En el horizonte de mi mente se ha
escondido el sol.
Me preocupé cuando vi los perros. El
perro. El perro que olfateaba las valijas de las personas.
Yo llevaba valija diplomática. Algo
tenía que pesar. El tipo me dejó comprar el boleto, mientras él
examinaba mi pasaporte. Nunca se esperaban que un tipo con mi manera
de caminar, con mi silencio, fuera francés; me trataban de pillar
con preguntas obvias.
No sé si a los perros los hacen
adictos a la droga, o sólo les enseñan a olfatearla. Nunca los van
a hacer adictos a los hongos; además, lo que consumo yo está
altamente procesado. Y hecho té. Y dentro de un termo, sellado.
Comencé a darle sorbos a la botella a
eso de las 11 y veinte. Exactamente.
A eso de las 11 y 40 cerré la botella
y la guardé. Esperé que hicieran efecto los hongos.

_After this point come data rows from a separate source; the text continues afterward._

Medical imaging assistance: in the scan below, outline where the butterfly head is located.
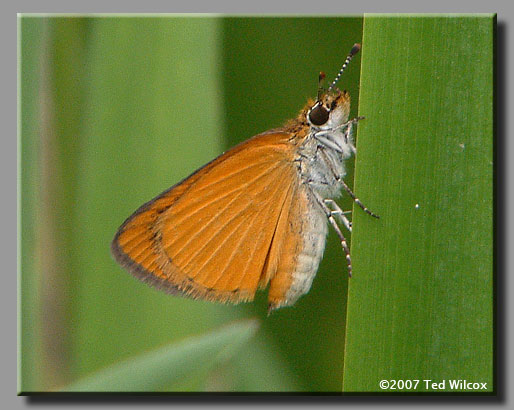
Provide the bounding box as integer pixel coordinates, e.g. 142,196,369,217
306,89,350,130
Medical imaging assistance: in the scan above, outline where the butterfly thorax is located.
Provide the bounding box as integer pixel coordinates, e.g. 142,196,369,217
288,92,353,198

A las 12 y 20 el efecto era patente.
Sentí que perdía contacto con la realidad. Había llegado a mi
límite.
A mi límite para tomar un tren y no
equivocarme. Seguir atento. Perder contacto con la realidad, pero
seguir atento.
En el tren entendí que el misterio
debía insinuarse, al escribir un cuento de misterio, pero no
resolverse. La mayoría de las veces el misterio se va revelando;
esa no es la correcta manera de proceder. Lo que se debe hacer es,
por ejemplo, describir un planeta desconocido.

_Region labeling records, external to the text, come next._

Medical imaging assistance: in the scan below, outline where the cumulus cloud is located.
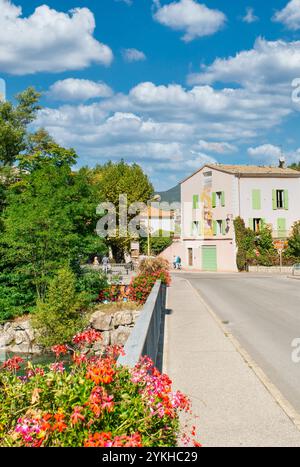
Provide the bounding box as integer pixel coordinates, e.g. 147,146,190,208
273,0,300,31
242,7,259,24
48,78,113,101
122,49,146,63
198,140,237,154
153,0,226,42
188,38,300,87
248,144,300,164
0,0,113,75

En un momento por las ventanas se vio
el mar. Todos giraron el cuello para mirarlo. Oh, el mar. Sólo por
compromiso: por demostrar que habían leído poemas alguna vez. Y el
mar era sólo una línea debajo de la cual todo era azul. En fin, no
la gran cosa.
En otro momento todo era una
revelación; todo estimulaba enormemente la mente. Se llegaba a
conclusiones. Pero una hora después, todo eso se acabó.